Day 3 – we parked in Hopfgarten and headed to join a friend of mine who was starting out from Ellmau, but fluffed the transition at the top of lift 22 and ended up taking a detour via Söll that was pleasant but time consuming. The lesson for the next day was to exit the lift on foot to the right and hike up past the restaurant.

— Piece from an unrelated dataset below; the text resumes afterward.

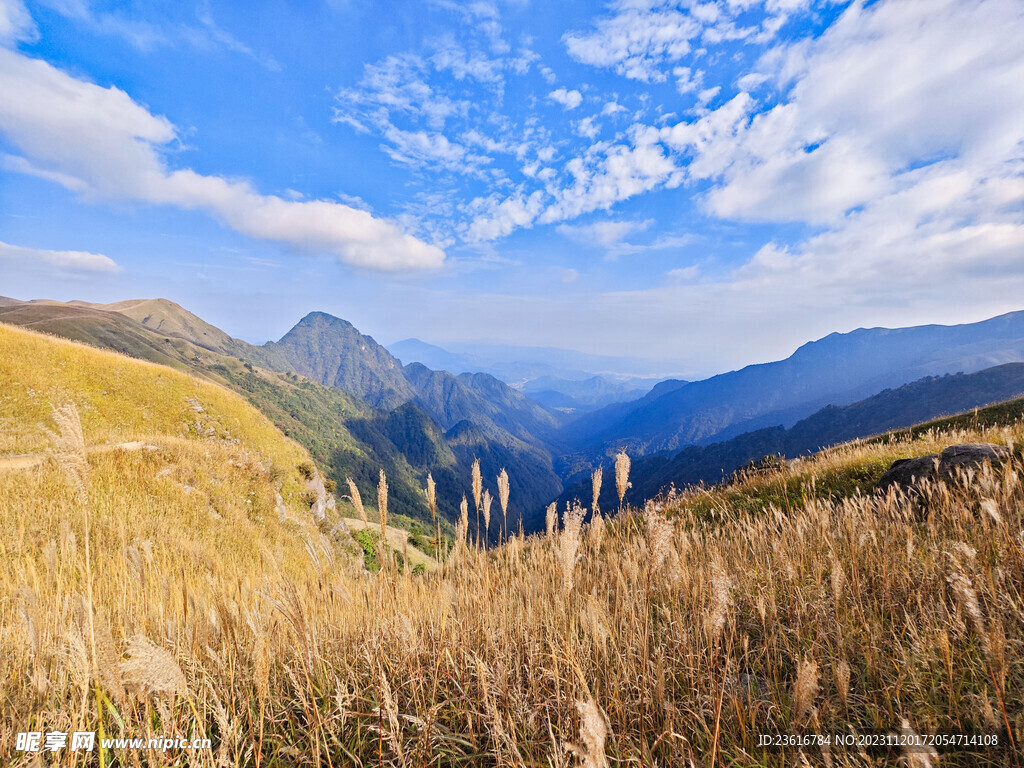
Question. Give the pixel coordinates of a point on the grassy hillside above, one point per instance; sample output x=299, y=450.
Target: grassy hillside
x=792, y=601
x=346, y=437
x=893, y=409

Day 4 – parking again in Hopfgarten we struck out for (and made it to) Going on the other side of the resort. Starting the day with the 2c black run wasn’t too bad – we’d skied it the day before and it’s not really that steep or narrow. I suspect that many of the black runs in the area don’t really deserve the rating, but the signposts do a good job of scaring people away. We were also amused by the ‘purple’ runs, where blues suddenly turn into reds, not that it was a problem for anybody in the group. The only really challenging black we found were the sections of 80 down into Ellmau where the piste follows the line of the lift with one particularly interesting steep/icy section. That lift back out of Ellmau is notable for its modernity and comfort :) Though when we got to the top it had started snowing for our return journey.

Day 5 – we’d always planned to tick off Kelchsau on our final day, but the rain/wet snow made conditions pretty miserable so we called it a wrap and took our skis back after a run down from the top (rather than the better weather plan of a bit more skiing in Itter/Söll).

I have to say that the piste map (and corresponding app that held it) weren’t the greatest, and neither were the piste posts. It took too much trial and error to get around, and more time spent poring over the map in evenings that could have been better spent on apres ski.


I’d go back just to do Westendorf again, but we barely touched Going or Söll and there’s stuff around Brixen in Thale we didn’t get near, so I could easily spend a second week in Skiwelt without getting bored of it.